A settembre il Governo Renzi darà la sua accelerata sul Jobs Act: fino a poco tempo fa l'argomento lavoro doveva essere affrontato solo nella prossima primavera, ma i recenti dati sulla disoccupazione al 12,6% (ben 3 milioni e 200 mila persone senza lavoro, il 43% costituito da giovani), ha posto tra le priorità dell'esecutivo alla ripresa dopo la pausa estiva, l'approvazione dei decreti delegati entro la fine del 2014, completando nel primo trimestre del 2015 la riforma del lavoro. E' il quotidiano "Il Messaggero" a rivelare i piani del Governo per abbassare quel tasso tanto imbarazzante di fronte a Bruxelles: è necessario un cambiamento profondo, un segnale forte capace di dare una scossa e liberare l'Italia dalla recessione.

Il piatto forte sul quale il Premier Matteo Renzi punterà sarà il contratto a tutele crescenti. Ai neo assunti verrà congelato l'articolo 18 per tre anni. Una misura che verrà presentata come necessaria (come la riforma del Senato), ma che certamente farà discutere, e tanto, la politica italiana: innanzitutto all'interno dello stesso Partito democratico una buona parte dei deputati si dissocerà.

In quanto al merito di una tale misura, possiamo prevederne già gli effetti: i disoccupati che avranno più fortuna avranno, nella migliore delle ipotesi, un lavoro e per tre anni saranno sotto schiaffo del datore di lavoro che potrà licenziarli in qualunque momento senza dover dare una motivazione e senza una "giusta causa".

Un turnover che porterà i precari a tornare ad essere disoccupati e i disoccupati a salire il gradino della precarietà.
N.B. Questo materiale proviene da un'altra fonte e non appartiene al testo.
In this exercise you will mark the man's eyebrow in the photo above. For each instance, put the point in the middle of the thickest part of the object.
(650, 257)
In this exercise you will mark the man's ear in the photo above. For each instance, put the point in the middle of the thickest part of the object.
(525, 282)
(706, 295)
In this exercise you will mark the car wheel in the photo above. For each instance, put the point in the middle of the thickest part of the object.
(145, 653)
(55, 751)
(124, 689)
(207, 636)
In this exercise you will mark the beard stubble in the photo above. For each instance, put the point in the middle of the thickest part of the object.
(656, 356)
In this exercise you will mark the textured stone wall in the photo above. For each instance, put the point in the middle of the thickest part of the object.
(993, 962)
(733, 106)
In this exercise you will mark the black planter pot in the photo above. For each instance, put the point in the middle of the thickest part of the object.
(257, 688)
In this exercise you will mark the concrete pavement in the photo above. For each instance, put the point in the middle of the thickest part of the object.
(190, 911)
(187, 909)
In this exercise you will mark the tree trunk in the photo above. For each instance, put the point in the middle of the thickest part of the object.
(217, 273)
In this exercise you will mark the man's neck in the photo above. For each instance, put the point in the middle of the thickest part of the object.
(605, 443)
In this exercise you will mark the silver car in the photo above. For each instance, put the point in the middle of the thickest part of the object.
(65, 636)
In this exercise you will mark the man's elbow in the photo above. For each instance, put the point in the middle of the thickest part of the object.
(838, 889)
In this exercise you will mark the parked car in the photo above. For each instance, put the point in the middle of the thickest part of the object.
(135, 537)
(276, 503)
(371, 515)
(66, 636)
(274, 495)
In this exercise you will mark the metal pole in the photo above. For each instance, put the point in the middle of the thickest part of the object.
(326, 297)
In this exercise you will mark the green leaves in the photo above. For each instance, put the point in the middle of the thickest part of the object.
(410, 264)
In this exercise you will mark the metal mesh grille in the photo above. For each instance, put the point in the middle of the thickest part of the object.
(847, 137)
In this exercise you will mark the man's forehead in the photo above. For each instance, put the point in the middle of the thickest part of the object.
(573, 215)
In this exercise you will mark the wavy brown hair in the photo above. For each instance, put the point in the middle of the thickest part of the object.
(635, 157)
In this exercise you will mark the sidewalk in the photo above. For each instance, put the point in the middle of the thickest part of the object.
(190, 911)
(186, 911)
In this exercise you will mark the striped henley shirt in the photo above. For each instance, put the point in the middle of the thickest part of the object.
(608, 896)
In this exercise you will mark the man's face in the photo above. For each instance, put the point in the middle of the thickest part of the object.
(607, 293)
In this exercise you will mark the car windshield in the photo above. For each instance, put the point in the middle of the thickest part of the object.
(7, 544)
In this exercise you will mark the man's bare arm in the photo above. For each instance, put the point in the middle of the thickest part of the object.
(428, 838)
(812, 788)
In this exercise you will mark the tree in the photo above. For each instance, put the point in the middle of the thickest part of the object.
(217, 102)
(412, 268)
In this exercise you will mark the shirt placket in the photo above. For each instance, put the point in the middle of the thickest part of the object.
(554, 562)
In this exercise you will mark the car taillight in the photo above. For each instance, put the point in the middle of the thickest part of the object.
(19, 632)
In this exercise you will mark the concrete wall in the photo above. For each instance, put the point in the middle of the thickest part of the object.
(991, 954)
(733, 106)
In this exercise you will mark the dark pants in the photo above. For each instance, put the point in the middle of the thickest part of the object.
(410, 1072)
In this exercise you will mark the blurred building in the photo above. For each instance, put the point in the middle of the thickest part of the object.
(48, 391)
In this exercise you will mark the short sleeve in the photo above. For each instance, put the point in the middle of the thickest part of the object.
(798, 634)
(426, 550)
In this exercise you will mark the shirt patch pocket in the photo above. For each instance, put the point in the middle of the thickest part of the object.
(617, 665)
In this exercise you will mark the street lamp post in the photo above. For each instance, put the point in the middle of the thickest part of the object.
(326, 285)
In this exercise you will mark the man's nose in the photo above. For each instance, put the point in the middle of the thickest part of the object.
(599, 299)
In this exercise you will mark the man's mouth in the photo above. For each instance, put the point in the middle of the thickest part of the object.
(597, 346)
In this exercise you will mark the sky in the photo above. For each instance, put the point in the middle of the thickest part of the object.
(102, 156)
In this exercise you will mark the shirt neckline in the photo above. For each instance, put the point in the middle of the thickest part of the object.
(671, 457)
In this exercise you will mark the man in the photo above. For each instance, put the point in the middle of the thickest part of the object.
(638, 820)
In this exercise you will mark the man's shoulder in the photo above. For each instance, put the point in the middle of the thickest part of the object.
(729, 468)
E viceversa nel tempo. Anche l'ultimo dei "choosy" si renderebbe conto che, nella più rosea delle ipotesi, potrebbe arrivare al termine dei tre anni, non vedendosi poi rinnovare il contratto a tempo indeterminato perché sicuramente una norma del genere conterrà una scappatoia per l'impresa.

Scappatoia che, una volta superato il periodo di prova di 6 mesi, impone al datore di rispettare solo il periodo di preavviso per allontanare il lavoratore. Un puntiglio che farà perdere del tempo a Montecitorio per una misura che non darà alcuna boccata d'ossigeno all'occupazione. Lo dicono gli stessi imprenditori italiani per i quali le priorità sono l'abbattimento della burocrazia, il dimezzamento delle tasse, l'ottenimento di capitali dalle banche.

Di oppressione da articolo 18 non se n'è mai parlato. La riforma contiene anche la riduzione dei contributi: l'imprenditore spenderà la metà di quanto investe adesso per un lavoratore dipendente a tempo indeterminato e un terzo in meno rispetto a un dipendente a tempo determinato. E le tipologie contrattuali non saranno più così numerose: dalle 40 attuali, ne resisteranno pochi: quelli a tempo indeterminato e a tutela crescente, tempo determinato, apprendistato, somministrazione. Nulla si sa, al momento, su cosa si farà per i co.co.co., i co.co.pro e la miriade di false partite Iva.